Hubfs
D1362283845
Amycroftiv
#Hubfs is a 9p fs which can be used similarly to programs like tmux
#and GNU screen. Unlike those programs it allows shells from multiple
#machines to be shared to a single hub and enables free piping of
#data between processes on different machines. (Screen and tmux need
#an additional tool like ssh to connect multiple machines and have no
#ability to multiplex raw pipes.) Due to the use of 9p as the
#interface, hubfs brings shell inputs and outputs across a network of
#machines into the file namespace.
#
#Hubfs is found on the sources server in contrib/mycroftiv/hubfs1.1.

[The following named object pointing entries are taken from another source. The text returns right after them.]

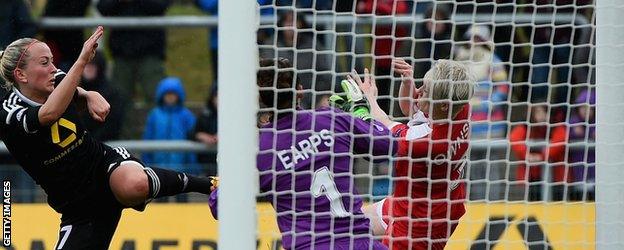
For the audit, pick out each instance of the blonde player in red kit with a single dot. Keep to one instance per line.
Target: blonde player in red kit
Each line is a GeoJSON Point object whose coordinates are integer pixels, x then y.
{"type": "Point", "coordinates": [429, 191]}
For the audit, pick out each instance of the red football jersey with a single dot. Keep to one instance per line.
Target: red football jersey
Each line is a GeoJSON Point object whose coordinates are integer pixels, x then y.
{"type": "Point", "coordinates": [429, 189]}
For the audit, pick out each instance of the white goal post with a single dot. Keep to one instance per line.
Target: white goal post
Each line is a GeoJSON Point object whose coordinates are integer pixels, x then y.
{"type": "Point", "coordinates": [609, 125]}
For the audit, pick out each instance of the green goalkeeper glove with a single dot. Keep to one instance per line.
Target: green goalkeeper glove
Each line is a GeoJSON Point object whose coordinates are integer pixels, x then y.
{"type": "Point", "coordinates": [355, 103]}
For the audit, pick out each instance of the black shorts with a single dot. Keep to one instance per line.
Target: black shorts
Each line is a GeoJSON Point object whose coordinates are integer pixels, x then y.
{"type": "Point", "coordinates": [91, 224]}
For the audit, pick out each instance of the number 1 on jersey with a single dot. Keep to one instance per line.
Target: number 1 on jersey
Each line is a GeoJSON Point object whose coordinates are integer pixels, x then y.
{"type": "Point", "coordinates": [323, 184]}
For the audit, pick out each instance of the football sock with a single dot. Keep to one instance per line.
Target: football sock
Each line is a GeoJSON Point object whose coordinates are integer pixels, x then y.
{"type": "Point", "coordinates": [164, 182]}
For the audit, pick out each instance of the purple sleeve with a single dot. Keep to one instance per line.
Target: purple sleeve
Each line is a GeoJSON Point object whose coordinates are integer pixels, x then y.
{"type": "Point", "coordinates": [373, 138]}
{"type": "Point", "coordinates": [212, 203]}
{"type": "Point", "coordinates": [264, 163]}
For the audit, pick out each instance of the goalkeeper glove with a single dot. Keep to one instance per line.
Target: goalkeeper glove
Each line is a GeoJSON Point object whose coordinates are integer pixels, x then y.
{"type": "Point", "coordinates": [355, 103]}
{"type": "Point", "coordinates": [214, 180]}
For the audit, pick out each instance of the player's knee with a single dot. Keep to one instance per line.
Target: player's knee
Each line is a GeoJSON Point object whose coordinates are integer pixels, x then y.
{"type": "Point", "coordinates": [130, 185]}
{"type": "Point", "coordinates": [137, 186]}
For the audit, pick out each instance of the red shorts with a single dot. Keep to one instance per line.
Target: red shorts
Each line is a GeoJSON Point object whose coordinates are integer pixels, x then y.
{"type": "Point", "coordinates": [423, 235]}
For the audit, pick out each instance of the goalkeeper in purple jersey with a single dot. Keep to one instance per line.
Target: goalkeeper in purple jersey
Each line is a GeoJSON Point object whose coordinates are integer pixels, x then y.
{"type": "Point", "coordinates": [304, 162]}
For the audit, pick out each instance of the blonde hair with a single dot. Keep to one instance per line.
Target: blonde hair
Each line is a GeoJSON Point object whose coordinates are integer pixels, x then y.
{"type": "Point", "coordinates": [10, 57]}
{"type": "Point", "coordinates": [451, 80]}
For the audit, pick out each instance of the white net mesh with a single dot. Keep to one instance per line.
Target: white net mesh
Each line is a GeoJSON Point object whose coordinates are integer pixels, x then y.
{"type": "Point", "coordinates": [530, 181]}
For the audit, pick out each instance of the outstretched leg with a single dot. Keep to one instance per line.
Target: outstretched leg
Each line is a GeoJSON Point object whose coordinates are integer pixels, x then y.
{"type": "Point", "coordinates": [134, 185]}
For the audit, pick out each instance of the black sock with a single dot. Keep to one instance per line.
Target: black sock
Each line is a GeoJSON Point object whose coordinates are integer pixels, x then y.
{"type": "Point", "coordinates": [164, 182]}
{"type": "Point", "coordinates": [200, 184]}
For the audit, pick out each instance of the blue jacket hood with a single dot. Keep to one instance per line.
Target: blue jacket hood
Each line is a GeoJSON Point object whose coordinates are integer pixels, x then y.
{"type": "Point", "coordinates": [170, 84]}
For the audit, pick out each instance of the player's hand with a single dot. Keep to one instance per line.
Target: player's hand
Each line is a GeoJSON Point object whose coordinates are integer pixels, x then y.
{"type": "Point", "coordinates": [368, 85]}
{"type": "Point", "coordinates": [98, 106]}
{"type": "Point", "coordinates": [403, 68]}
{"type": "Point", "coordinates": [90, 45]}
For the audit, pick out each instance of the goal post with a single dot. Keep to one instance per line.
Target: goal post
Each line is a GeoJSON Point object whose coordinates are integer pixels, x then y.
{"type": "Point", "coordinates": [609, 125]}
{"type": "Point", "coordinates": [529, 182]}
{"type": "Point", "coordinates": [238, 137]}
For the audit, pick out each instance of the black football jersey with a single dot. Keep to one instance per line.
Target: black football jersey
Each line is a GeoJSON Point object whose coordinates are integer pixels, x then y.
{"type": "Point", "coordinates": [61, 157]}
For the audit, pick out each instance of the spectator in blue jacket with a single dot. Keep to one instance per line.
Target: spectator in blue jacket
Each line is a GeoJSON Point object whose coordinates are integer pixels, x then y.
{"type": "Point", "coordinates": [170, 120]}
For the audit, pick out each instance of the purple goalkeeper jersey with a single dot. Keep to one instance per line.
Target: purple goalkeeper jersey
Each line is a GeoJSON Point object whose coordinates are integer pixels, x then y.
{"type": "Point", "coordinates": [305, 165]}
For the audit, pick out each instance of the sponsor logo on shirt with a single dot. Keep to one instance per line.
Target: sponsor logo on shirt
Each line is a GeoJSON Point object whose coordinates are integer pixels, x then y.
{"type": "Point", "coordinates": [56, 136]}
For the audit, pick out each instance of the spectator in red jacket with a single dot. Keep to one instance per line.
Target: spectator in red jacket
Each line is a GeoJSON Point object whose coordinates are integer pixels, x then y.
{"type": "Point", "coordinates": [534, 159]}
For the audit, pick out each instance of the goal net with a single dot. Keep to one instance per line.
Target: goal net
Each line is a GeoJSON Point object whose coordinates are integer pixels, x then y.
{"type": "Point", "coordinates": [530, 181]}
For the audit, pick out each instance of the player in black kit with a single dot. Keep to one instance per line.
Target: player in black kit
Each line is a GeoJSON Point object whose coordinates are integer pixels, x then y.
{"type": "Point", "coordinates": [86, 181]}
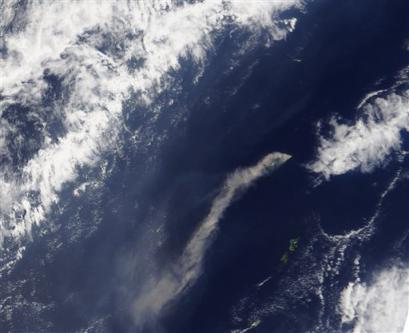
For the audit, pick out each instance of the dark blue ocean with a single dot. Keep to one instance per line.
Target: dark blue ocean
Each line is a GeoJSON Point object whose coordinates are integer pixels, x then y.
{"type": "Point", "coordinates": [270, 101]}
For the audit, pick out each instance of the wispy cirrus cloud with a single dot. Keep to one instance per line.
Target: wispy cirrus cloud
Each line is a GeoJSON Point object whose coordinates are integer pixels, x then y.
{"type": "Point", "coordinates": [70, 41]}
{"type": "Point", "coordinates": [366, 143]}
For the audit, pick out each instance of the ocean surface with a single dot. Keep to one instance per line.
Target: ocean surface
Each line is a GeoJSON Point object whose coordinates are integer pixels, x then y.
{"type": "Point", "coordinates": [204, 166]}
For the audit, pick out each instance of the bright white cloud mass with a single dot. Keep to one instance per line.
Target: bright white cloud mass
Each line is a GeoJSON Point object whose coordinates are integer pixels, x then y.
{"type": "Point", "coordinates": [380, 306]}
{"type": "Point", "coordinates": [66, 39]}
{"type": "Point", "coordinates": [365, 144]}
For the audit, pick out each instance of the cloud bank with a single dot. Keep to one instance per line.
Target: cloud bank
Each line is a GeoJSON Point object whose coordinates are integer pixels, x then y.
{"type": "Point", "coordinates": [365, 144]}
{"type": "Point", "coordinates": [87, 47]}
{"type": "Point", "coordinates": [380, 306]}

#It can also be installed using fgb's contrib with:
#
#! contrib/install mycroftiv/hubfs
#
#BASIC USE
#
#The "hub" command both creates and attaches to hubfs shells. To
#start a new hubfs just type
#
#! hub
#
#to create a new persistent shell. Hubfs uses /srv/hubfs as its
#default name. To connect to a running hubfs, the same
#
#! hub
#
#command will mount and attach to an existing /srv/hubfs. To connect
#to a hubfs shell on a remote machine, you need access to that
#machine's /srv. From a client who wishes to connect to an existing
#shell on the server:
#
#! import -a server /srv
#! hub
#
#By making the remote machine's /srv/hubfs visible in the namespace,
#the hub command will connect as usual.
#
#The first parameter to the "hub" command is the name of the hubfs.
#If you wish to use a name other than /srv/hubfs the command
#
#! hub name
#
#creates a new hubfs at /srv/name. Following this,
#
#! hub name
#
#will attach to the hubfs at /srv/name.
#
#LOCAL AND REMOTE SHELLS AND MOVING BETWEEN THEM
#
#The "hub" command creates a default shell named "io" to begin. When
#you are working within a connected shell, you can create new shells.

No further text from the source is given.